From: Doug Ewell (dewell@adelphia.net)
Date: Sun Sep 17 2006 - 17:52:45 CDT
This sounds remarkably like the study by Steven Atkin and Ryan
Stansifer, quoted in UTN #14, which attempted to prove 8-bit legacy
encodings -- optimized for a single language or family of languages --
are superior to Unicode because they encode those languages in fewer
bytes than Unicode, and because a particular compression scheme
(Burrows-Wheeler) compresses all encodings roughly equally.
Better support for SCSU over the past 8 years or so, from Unicode and
from industry, might have been able to put these complaints to rest.

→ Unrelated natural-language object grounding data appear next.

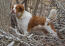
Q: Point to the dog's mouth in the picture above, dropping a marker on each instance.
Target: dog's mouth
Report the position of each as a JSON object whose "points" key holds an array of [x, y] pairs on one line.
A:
{"points": [[13, 12]]}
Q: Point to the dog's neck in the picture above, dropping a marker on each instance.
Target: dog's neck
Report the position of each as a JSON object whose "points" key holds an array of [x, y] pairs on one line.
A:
{"points": [[23, 15]]}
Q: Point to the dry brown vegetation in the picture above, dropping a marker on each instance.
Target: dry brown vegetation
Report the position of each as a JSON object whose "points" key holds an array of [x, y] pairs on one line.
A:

SCSU compresses most non-CJK text to 1 byte per character, and most CJK
text to 2 bytes per character, the same as legacy charsets. Because
SCSU was relegated to the realm of "a higher-level protocol" and Unicode
continued to be represented
until 2001 as primarily a 16-bit encoding, industry support for this
very useful encoding scheme never got off the ground.
I would add that the heading "English bias" perpetuates a common and
destructive myth. 8-bit legacy encodings exist that support dozens of
languages besides English. To the extent that C and database
development tools exhibit a "bias" (which the passage does not prove),
it is a bias in favor of 8-bit legacy encodings and not the English
language.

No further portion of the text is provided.